MIT scientist teaches AI to understand chemistry for developing new drugs
MIT researcher Connor Coley is developing AI models trained not just on statistical patterns, but on the fundamental principles of chemistry. Such systems can i

Connor Kolja from MIT works at the intersection of chemistry and machine learning. His new approach helps AI systems not just find patterns in data, but understand fundamental principles of chemistry — and use this knowledge to develop new drugs.
Why Standard ML Isn't Enough
Traditional machine learning models are trained on huge volumes of data and search for patterns. But in chemistry, this is insufficient: a molecule that looks similar statistically may have completely different properties. AI needs to understand real chemical rules — how atoms interact, why electrons distribute in particular ways. That's why Kolja built chemical principles into his models. AI now doesn't guess; it reasons — like an experienced chemist.
How It Works
Kolja's approach uses so-called physics-informed neural networks. They combine the power of deep learning with explicit constraints derived from chemistry.
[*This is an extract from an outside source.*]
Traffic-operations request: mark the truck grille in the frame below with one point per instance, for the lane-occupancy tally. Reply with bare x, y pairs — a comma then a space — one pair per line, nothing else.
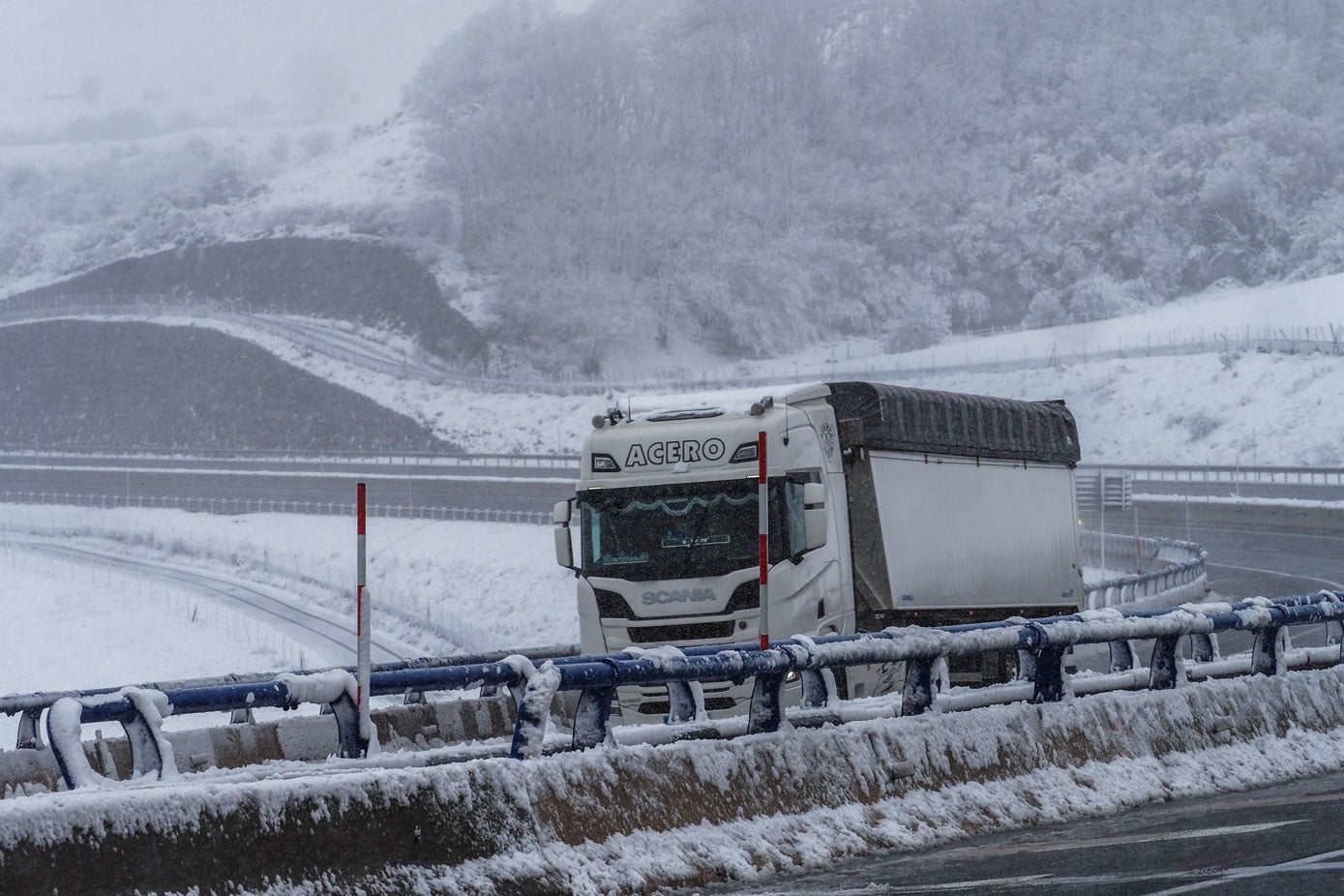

The model can propose a molecule that:
- Has never appeared in the training data
- But complies with chemical laws — doesn't violate valence, electron balance
- And likely possesses the desired properties for a drug
It's like giving AI not just a set of examples, but a chemistry textbook and asking it to solve a creative problem.
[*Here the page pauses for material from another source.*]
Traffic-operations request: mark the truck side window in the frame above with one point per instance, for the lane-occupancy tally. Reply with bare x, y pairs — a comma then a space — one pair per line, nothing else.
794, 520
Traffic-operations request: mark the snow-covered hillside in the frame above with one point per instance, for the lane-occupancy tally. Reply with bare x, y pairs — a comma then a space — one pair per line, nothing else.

Applications and Potential
"We want AI not just to predict which molecules will work, but to explain why," says
Kolja.
This approach already shows results. AI finds drug candidates that human chemists would overlook — because they're unusual or atypical, yet nonetheless functional. This accelerates the early stages of development: instead of synthesizing hundreds of compounds, researchers can first filter down to the 10–20 best candidates. For pharmaceutics, this is critical: developing a single drug costs billions and takes years.
What This Means
This signals how machine learning is changing. The first generation of AI was purely statistical — it guessed patterns. The second generation embeds expert knowledge and physical laws. AI becomes not just a search tool, but a researcher that reasons by the rules. For chemistry and biology, this could mean accelerating not only drug development but also the discovery of new materials and catalysts.